Por Vanessa Hernández

El último análisis de la Organización Internacional del Trabajo (OIT) revela que la pandemia provocó y seguirá provocando un inmenso daño en el mundo laboral. El Observatorio de la OIT: La COVID‑19 y el mundo del trabajo. Sexta edición señala que para el término del tercer trimestre a nivel mundial se prevé una disminución de la cantidad de horas de trabajo del 12.1%, lo que equivaldría a perder 345 millones de empleos a tiempo completo. Recordemos que a esta cifra habría que sumarle la pérdida de 160 millones de empleos equivalentes a horas de trabajo perdidas del primer trimestre y los 495 millones de empleos del segundo trimestre.
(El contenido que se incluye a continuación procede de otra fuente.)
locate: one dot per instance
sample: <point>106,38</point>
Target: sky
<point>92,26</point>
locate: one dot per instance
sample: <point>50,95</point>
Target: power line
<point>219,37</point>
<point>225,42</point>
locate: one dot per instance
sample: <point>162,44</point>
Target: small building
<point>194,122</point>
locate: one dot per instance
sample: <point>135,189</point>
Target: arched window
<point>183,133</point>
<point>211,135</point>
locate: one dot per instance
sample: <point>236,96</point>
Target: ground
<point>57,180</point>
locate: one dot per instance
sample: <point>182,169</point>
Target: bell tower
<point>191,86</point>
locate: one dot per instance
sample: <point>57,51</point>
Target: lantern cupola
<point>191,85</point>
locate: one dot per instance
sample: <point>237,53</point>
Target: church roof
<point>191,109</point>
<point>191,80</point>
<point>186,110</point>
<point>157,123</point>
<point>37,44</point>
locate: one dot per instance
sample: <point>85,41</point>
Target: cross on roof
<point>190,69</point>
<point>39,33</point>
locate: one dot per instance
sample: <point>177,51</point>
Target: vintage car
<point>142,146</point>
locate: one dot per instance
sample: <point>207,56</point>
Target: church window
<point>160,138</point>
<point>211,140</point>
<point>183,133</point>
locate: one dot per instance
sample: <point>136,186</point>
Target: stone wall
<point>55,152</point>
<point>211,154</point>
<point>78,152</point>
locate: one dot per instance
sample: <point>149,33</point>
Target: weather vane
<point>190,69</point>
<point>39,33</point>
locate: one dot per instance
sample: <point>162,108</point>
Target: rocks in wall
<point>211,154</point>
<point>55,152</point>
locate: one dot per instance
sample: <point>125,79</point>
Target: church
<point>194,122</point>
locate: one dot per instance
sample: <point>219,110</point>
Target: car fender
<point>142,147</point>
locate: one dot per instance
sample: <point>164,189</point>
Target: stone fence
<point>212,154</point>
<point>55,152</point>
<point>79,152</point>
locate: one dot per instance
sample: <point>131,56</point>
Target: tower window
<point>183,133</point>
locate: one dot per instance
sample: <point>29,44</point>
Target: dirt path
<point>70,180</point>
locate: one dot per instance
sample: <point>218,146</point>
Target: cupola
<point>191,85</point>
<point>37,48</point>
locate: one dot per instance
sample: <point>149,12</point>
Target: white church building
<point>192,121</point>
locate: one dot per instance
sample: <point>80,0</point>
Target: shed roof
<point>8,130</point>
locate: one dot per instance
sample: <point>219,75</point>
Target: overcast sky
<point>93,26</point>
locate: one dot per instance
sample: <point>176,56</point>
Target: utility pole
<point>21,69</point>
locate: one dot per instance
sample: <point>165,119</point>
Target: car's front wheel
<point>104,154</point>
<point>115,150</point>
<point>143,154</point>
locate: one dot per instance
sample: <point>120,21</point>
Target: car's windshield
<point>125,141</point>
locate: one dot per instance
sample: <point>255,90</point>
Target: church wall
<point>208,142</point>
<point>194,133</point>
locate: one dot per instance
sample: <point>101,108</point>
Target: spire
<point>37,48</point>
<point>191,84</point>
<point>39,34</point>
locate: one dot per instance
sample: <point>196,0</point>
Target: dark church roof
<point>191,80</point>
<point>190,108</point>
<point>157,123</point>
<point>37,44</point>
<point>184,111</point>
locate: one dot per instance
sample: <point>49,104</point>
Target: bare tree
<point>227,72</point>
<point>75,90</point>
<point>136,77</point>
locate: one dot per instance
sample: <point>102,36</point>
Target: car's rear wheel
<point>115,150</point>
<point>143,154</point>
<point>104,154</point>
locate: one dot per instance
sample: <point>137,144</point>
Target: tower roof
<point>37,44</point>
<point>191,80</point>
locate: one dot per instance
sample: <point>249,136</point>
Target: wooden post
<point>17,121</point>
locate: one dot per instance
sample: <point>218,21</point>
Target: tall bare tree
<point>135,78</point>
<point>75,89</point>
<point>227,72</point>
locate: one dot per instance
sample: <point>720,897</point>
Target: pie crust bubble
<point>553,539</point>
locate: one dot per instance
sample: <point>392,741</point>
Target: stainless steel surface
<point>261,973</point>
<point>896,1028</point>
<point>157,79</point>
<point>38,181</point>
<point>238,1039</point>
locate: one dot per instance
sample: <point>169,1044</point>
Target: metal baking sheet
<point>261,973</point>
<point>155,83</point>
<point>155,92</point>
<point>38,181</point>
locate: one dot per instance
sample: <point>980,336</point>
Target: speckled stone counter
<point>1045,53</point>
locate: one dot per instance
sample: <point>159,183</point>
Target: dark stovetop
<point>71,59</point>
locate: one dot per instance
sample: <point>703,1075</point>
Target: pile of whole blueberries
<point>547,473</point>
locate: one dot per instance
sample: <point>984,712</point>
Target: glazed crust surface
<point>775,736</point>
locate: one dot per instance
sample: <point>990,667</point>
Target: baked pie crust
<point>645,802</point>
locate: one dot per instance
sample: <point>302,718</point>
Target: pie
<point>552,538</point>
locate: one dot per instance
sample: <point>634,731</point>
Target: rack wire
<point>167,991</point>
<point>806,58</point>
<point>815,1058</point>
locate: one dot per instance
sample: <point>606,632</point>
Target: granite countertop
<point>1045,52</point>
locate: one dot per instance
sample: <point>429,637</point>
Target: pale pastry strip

No hay duda que las cifras que detalla la OIT son alarmantes, por ello además de estimar las horas perdidas con su equivalencia en empleos destruidos por la pandemia, el organismo intenta ser lo más preciso mostrando además un nuevo elemento que tanto para el mundo como para México es devastador: la inactividad.

La inactividad laboral es definida por la OIT como aquella condición en la que la población de un país no tiene un empleo y no está disponible para trabajar.

El aumento de la población inactiva es uno de los principales factores que complicará la recuperación del mercado laboral y según el organismo, la inactividad es más dañina para la economía de los países que el desempleo, debido a que repercute directamente en la caída de los ingresos laborales. La pérdida de los salarios de los trabajadores se puede deber al despido, a la reducción de jornadas y/o a la suspensión temporal. En la sexta edición del Observatorio se destaca que, en el caso de México el factor determinante de este comportamiento ha sido la inactividad.

Cabe mencionar que la población inactiva en nuestro país es llamada por el Instituto Nacional de Estadística y Geografía (INEGI) como población no económicamente activa (PNEA), sin embargo, la OIT no es precisa respecto a determinar si se trata de la población inactiva que no busca trabajo, pero aceptarían uno si se los ofrecieran o si se trata de aquellas personas que no están disponibles para trabajar y no lo desean, lo que no permite determinar con precisión se trata de la PNEA disponible o la PNEA no disponible.

Según los resultados de la Encuesta Nacional de Ocupación y Empleo (ENOE) de julio a agosto hubo un aumento de 829 mil personas de la PNEA no disponible, por lo que para el octavo mes se registró un total de 32.6 millones de personas inactivas laboralmente que no están disponibles y no deseaban encontrar un empleo. Según la OIT, la economía mexicana ha sido la tercera más afectada del mundo por el grado de personas inactivas, superada sólo por Francia y Portugal.

Además, la OIT advierte que el grado de inactividad que contribuye a la reducción del valor agregado del empleo en México es de 97.8% y al igual que en casi todos los países es mayor esta condición que la disminución del empleo, salvo en Canadá y Estados Unidos. Por otro lado, la repercusión del aumento de la inactividad recae en el ámbito de las políticas públicas para todos los países, porque se requiere un mayor esfuerzo para reincorporar a aquellas personas al mercado laboral.

En el análisis de la OIT se alerta que en crisis anteriores los altos índices de inactividad dificultan la recuperación de empleo, debido a que es menos difícil volver a emplear a las personas que han perdido su empleo que aquellas que quieren ser ‘activas’ dentro del mercado laboral. Además, se advierte que los jóvenes y personas con mayor edad son grupos de la población en riesgo de quedarse en situación inactiva.

Fuente: Organización Internacional del Trabajo (OIT). El Observatorio de la OIT: La COVID‑19 y el mundo del trabajo. Sexta edición.